O 7 de abril, data em que é celebrado o Dia do Jornalista, ajuda a lembrar justamente dessa origem. Muito antes do mandato, Lia Nogueira já fazia do microfone uma ferramenta de presença e informação, em uma rotina que passou pelo rádio, pela televisão e por coberturas que a colocaram em contato direto com a realidade da população.

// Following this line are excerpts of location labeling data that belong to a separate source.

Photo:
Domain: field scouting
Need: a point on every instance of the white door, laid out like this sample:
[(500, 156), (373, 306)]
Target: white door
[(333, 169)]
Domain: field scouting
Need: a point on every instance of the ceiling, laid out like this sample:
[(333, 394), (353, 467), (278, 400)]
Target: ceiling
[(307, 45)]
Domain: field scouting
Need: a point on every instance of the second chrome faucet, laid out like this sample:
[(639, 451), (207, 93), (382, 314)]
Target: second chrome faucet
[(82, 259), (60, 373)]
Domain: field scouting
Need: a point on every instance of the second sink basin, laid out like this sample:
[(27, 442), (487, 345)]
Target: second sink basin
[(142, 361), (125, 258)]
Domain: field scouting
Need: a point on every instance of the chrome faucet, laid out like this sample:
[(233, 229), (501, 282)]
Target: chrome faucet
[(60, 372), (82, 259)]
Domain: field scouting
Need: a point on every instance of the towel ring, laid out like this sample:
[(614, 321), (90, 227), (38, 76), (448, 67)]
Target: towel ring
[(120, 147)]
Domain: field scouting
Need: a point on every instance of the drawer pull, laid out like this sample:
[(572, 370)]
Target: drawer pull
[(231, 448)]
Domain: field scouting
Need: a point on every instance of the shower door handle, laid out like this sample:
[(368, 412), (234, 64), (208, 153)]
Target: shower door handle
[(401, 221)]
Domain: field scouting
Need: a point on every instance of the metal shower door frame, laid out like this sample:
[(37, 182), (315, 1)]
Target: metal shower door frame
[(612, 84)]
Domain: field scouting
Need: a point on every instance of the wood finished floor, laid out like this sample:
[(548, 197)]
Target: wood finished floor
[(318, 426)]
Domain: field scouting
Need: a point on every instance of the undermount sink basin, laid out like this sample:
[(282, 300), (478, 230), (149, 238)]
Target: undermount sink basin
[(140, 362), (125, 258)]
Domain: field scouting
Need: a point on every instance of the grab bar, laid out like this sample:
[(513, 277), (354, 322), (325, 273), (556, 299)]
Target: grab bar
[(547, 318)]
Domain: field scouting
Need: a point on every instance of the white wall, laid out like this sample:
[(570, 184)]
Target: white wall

Ao longo de mais de duas décadas de profissão, consolidou uma identidade própria e abriu caminho ao se tornar a primeira mulher a apresentar um programa policial no rádio e na televisão em Mato Grosso do Sul.
Quem acompanhou essa caminhada de perto ainda guarda lembranças muito vivas daquele período. O jornalista Ogg Ibrahim resume essa marca logo nas primeiras palavras. “Quando eu me lembro da Lia, nem consigo chamá-la de deputada, porque foram muitos anos trabalhando juntos.” Ao recordar a rotina intensa da redação, ele também resgata uma identidade que ficou associada a ela. “Todo mundo na redação chamava Lia de O Bichão.” Para Ogg, aquela foi “uma época muito bacana, uma época onde se fazia jornalismo na raça”, e parte dessa essência continua presente até hoje.
O reconhecimento se repete na fala de outros profissionais que conviveram com Lia no jornalismo. O jornalista e médico-veterinário Osmar Bastos destaca a dedicação com que ela exerceu a profissão. “Eu tive o prazer de trabalhar com a Lia Nogueira na TV Morena. O jornalismo de Mato Grosso Sul perdeu muito com a saída dela, mas ganhou a política. Era uma profissional dedicada.” Já o jornalista Fábio Dorta relembra o começo dessa trajetória, ainda na antiga TV Caiuás. “Ela chegou novinha, com 18, 19 anos, para trabalhar na antiga TV Caiuás.” Foi ali, inclusive, que surgiu a forma como passaria a ser conhecida. “E fui eu quem criou o nome, Lia Nogueira”, conta.
Ao falar da própria história, a deputada deixa claro que o jornalismo nunca deixou de fazer parte de quem ela é. A política veio depois, como consequência de uma vivência construída na escuta, na denúncia e no contato diário com as pessoas. Foi no jornalismo, sentindo de perto a realidade da população, que nasceu também a vontade de fazer mais do que denunciar e buscar um caminho para agir diretamente na vida pública. “Se eu sou o que eu sou hoje, foi graças ao jornalismo. Minha profissão é jornalista, com muito orgulho.” No Dia do Jornalista, a data ajuda também a lembrar onde essa trajetória começou. Antes da tribuna e do mandato, Lia Nogueira foi uma repórter formada na rua, na rotina da redação e na relação de confiança construída com a população.